Le Alpi: luogo montano ostico a causa della conformazione geografica e, al bisogno, ottimo rifugio per chi vuole trovare una comunità disposta all’accoglienza. Sul tema della migrazione, queste due visioni sono in contrapposizione o possono convivere? Per rispondere a questa domanda si può interrogare il libro Alpine Refugees, una ricerca accademica che coinvolge 38 esperti che provengono dall’università, dai centri di ricerca alpini e dalle operazioni sul campo. Lo studio proviene dalle ricerche del network internazionale «ForAlps - Foreign immigration in the Alps». Il libro, invece, è stato finanziato da Euricse, istituto europeo con sede a Trento che studia cooperative e imprese sociali, il Cantone dei Grigioni e l’Istituto BAB di Vienna. Alla ricerca ha contribuito anche lo studioso Andrea Membretti dell’Eurac Research di Bolzano, il quale è anche uno dei curatori del volume e coordinatore di «ForAlps».

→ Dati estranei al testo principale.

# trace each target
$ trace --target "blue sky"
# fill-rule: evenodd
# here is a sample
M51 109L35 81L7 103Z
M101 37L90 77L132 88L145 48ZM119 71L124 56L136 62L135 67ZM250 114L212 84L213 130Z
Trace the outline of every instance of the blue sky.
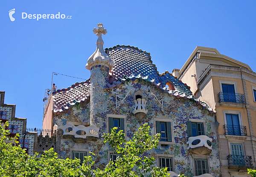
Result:
M16 105L27 127L41 128L45 89L52 72L84 79L96 49L92 30L101 22L104 47L138 47L150 52L160 73L180 68L197 46L248 64L256 71L256 1L0 1L0 90ZM11 21L9 11L15 8ZM64 14L71 19L22 19ZM81 79L54 76L57 87Z

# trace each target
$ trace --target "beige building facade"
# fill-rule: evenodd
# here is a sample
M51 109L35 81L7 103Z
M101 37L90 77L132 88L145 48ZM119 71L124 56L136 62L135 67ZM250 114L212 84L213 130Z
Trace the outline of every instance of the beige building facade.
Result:
M197 47L172 74L216 111L222 176L248 176L256 165L256 73L216 49Z

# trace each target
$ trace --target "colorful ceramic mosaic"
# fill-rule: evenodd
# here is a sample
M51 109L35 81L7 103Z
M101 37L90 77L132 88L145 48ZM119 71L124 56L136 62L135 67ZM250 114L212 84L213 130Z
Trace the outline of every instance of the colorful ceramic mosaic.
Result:
M115 109L116 96L124 97L130 90L131 90L130 93L128 94L120 107ZM132 106L134 104L133 94L137 90L140 90L148 101L146 106L148 112L145 117L141 121L139 121L132 113ZM161 89L156 87L152 86L148 82L142 81L138 79L134 81L127 81L125 84L120 84L112 90L102 90L102 93L100 96L97 96L95 95L94 96L96 100L102 99L103 98L104 103L106 104L99 105L96 111L93 112L93 118L91 118L91 124L96 125L100 128L100 137L101 137L103 133L107 133L108 128L106 125L108 121L107 114L126 115L127 127L125 129L127 138L129 138L132 137L140 126L145 123L148 123L152 129L151 134L154 134L154 118L166 118L166 121L169 119L172 119L173 123L175 144L168 145L166 146L159 145L157 149L148 152L148 155L151 154L153 155L151 155L153 156L154 154L175 155L176 172L184 173L186 175L191 177L193 176L193 158L187 149L187 121L189 118L203 119L207 126L206 135L213 139L212 150L209 155L209 165L211 167L211 173L214 176L218 176L220 174L220 169L217 135L215 132L212 132L211 127L211 123L215 122L214 114L211 113L207 109L203 109L204 107L201 104L194 101L183 98L177 98L175 96L169 95L167 93L162 92ZM155 96L159 99L163 99L163 112L162 111L161 105ZM74 120L73 116L74 115L80 118L79 120L81 121L83 117L89 115L89 104L79 104L76 107L61 112L57 116L55 116L55 123L61 126L64 124L67 121L72 121ZM82 114L83 111L86 110L86 108L87 114ZM76 113L72 114L72 112ZM61 157L70 157L72 143L74 143L70 140L61 140ZM108 163L108 151L110 147L104 144L102 138L96 142L91 142L89 143L89 150L96 155L100 155L96 156L94 159L97 162L96 164L99 166L104 166Z
M157 122L160 121L157 120L160 119L161 122L166 122L166 127L169 127L168 136L173 132L172 138L169 137L168 142L161 142L157 148L146 152L144 155L156 158L169 155L174 158L175 172L189 177L194 176L194 160L206 158L209 162L209 173L220 177L215 113L212 110L206 103L197 99L186 84L168 71L159 74L155 65L152 64L149 53L137 48L124 45L106 49L104 52L102 33L105 34L107 31L102 24L99 24L98 27L98 29L93 30L99 37L97 48L86 65L90 72L90 80L86 84L76 83L75 87L72 86L72 89L57 90L53 93L52 96L54 124L59 127L69 122L83 126L85 125L84 123L90 120L90 126L96 125L99 129L99 138L83 140L77 136L76 138L76 135L67 135L72 130L64 129L62 130L65 131L65 134L58 137L61 137L58 141L61 158L71 157L73 151L91 152L96 155L93 157L94 167L103 168L109 160L109 151L113 150L104 143L102 138L103 134L112 127L109 121L120 118L120 125L121 120L123 121L120 129L123 127L125 138L129 140L145 123L149 125L151 135L157 131L162 133L162 130L156 129L155 125L160 122ZM171 89L167 89L166 85ZM137 93L139 95L135 95ZM136 111L134 111L135 109ZM143 112L138 112L138 110L143 109ZM208 148L198 146L206 148L207 151L203 154L199 152L201 155L197 155L197 157L192 155L193 151L196 151L195 148L188 149L187 144L191 129L188 128L191 124L188 122L192 121L204 122L206 127L204 135L208 136L208 140L212 139L211 144L207 143ZM157 159L155 163L156 166Z

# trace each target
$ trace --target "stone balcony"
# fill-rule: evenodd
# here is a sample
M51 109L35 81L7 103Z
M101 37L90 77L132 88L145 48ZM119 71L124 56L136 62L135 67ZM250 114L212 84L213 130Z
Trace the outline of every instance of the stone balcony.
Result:
M82 139L92 140L96 140L99 138L99 129L95 125L85 126L80 125L76 126L73 124L69 123L63 126L58 127L58 129L62 130L64 138L74 138L76 140Z
M192 154L198 155L209 154L212 152L212 139L206 135L199 135L189 138L186 143L187 149Z
M146 107L147 101L144 98L138 98L134 100L134 105L132 106L134 109L133 113L139 120L145 117L148 113Z
M179 176L178 174L173 171L168 171L168 173L170 174L169 175L170 177L178 177ZM193 177L213 177L213 176L210 174L206 173L200 176L194 176Z
M201 174L199 176L194 176L194 177L213 177L213 176L208 173Z

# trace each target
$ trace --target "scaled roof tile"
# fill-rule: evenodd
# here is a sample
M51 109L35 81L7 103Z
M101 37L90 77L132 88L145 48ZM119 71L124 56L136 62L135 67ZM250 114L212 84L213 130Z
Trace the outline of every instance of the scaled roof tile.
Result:
M168 93L170 96L197 101L198 104L212 111L207 103L197 100L192 96L186 84L183 83L176 77L168 71L159 74L155 65L152 64L150 53L138 48L130 46L114 46L106 48L105 52L114 62L114 65L110 72L112 78L111 83L105 86L106 88L111 88L124 83L127 80L134 81L136 79L142 79L150 82ZM110 81L111 80L110 79ZM175 90L169 90L166 88L167 82L171 82L175 88ZM89 98L90 94L90 82L89 79L80 83L76 83L71 87L65 90L53 92L54 112L61 112L67 109L77 102L84 101Z

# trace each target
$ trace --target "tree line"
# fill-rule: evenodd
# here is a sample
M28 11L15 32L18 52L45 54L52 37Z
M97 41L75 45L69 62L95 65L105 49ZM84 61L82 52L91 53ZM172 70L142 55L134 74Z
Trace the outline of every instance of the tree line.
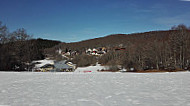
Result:
M0 22L0 70L25 71L33 60L44 59L44 49L59 44L59 41L33 39L24 28L9 32Z
M126 50L112 50L120 44ZM190 67L190 28L183 24L166 31L115 34L75 43L60 43L46 49L46 52L55 53L53 51L66 48L77 50L81 55L74 57L74 62L86 66L94 64L94 61L84 61L83 52L96 47L106 47L109 50L97 58L102 65L120 65L128 70L182 70Z

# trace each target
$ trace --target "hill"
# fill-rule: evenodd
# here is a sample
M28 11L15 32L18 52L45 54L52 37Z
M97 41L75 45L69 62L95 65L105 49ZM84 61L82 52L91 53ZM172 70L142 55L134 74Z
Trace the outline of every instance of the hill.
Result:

Il libro, pubblicato dalla casa editrice accademica Cambridge Scholars Publishing, propone una visione alternativa della questione migratoria in Europa. I ricercatori hanno indagato l’apporto che danno i migranti alle zone montane di Italia, Austria e Svizzera. Oggetto di studio sono sia i migranti economici, sia i richiedenti asilo e i rifugiati.
«Il lavoro è stato complesso, abbiamo coinvolto molti autori, con diversi approcci disciplinari — dice Giulia Galera, ricercatrice di Euricse e curatrice del libro —. Con un filo conduttore: quello che emerge è che il fenomeno migratorio può essere gestito con buon senso e può dare un contributo reale allo sviluppo dei territori ospitanti». Secondo la ricercatrice, i migranti possono soprattutto rispondere ad alcuni bisogni dei territori che hanno subito crisi occupazionali e demografiche. «Fattori di natalità e mortalità, insieme all’emigrazione, causano problemi demografici. L’Alto Adige non ha un problema di questo tipo ma altri territori sì. Da alcuni territori i giovani scappano e così mancano servizi e manodopera», continua Galera.
Quello che emerge, quindi, dagli studi dei ricercatori del network di «ForAlps», è che i migranti possono contribuire alla rigenerazione di alcuni territori montani, attraverso la valorizzazione sia delle competenze «formali», sia delle competenze «informali», anche di persone poco scolarizzate. L’apporto, infatti, può riguardare il lato economico ma anche il lato socio-culturale. «La vera sfida è gestire questo fenomeno in maniera oculata. Quello che abbiamo visto è che molte persone - conclude la curatrice - decidano poi di mettere radici in territori remoti, dai quali molti abitanti scappano. Ci sono anche esempi virtuosi».
Ma cosa succede in Alto Adige, che cosa si rileva dal punto di vista economico e dal punto di vista dell’accoglienza? «Noi ci siamo concentrati su una provincia che è un po’ tra le ultime nell’accoglienza dei migranti a livello numerico, soprattutto dei richiedenti asilo e dei rifugiati - dice Andrea Membretti -. Questo però è cambiato negli ultimi due anni, come argomentiamo, attraverso il modello Sprar, che ha portato una maggiore presenza di rifugiati nelle valli dell’Alto Adige. Abbiamo una presenza più significativa nei progetti di inserimento lavorativo e sociale. Modello che, però, è stato messo in discussione negli ultimi tempi. Molte persone vanno di nuovo verso le città, invece che nei comuni più piccoli. Vediamo questo come un punto critico. Pensiamo che l’accoglienza diffusa in Alto Adige sia un elemento molto importante». La ricerca di Alpine Refugees, però, non si concentra solo sulla presenza di migranti sull’immediato presente, ma viene tracciata anche una presenza “storica” di fenomeni migratori extra-europei verso la provincia. «Da 15-20 anni i migranti sono un elemento importante dell’economia locale», spiega sempre Membretti: «Molta manodopera nel settore del turismo è composta da migranti, provenienti da paesi europei che sono diventati nuovi membri, dai Balcani, sempre di più anche dal Nord Africa. Hanno un ruolo importante anche nell’economia agricola e nei servizi, nella cura degli anziani e nei servizi alla persona», conclude il curatore.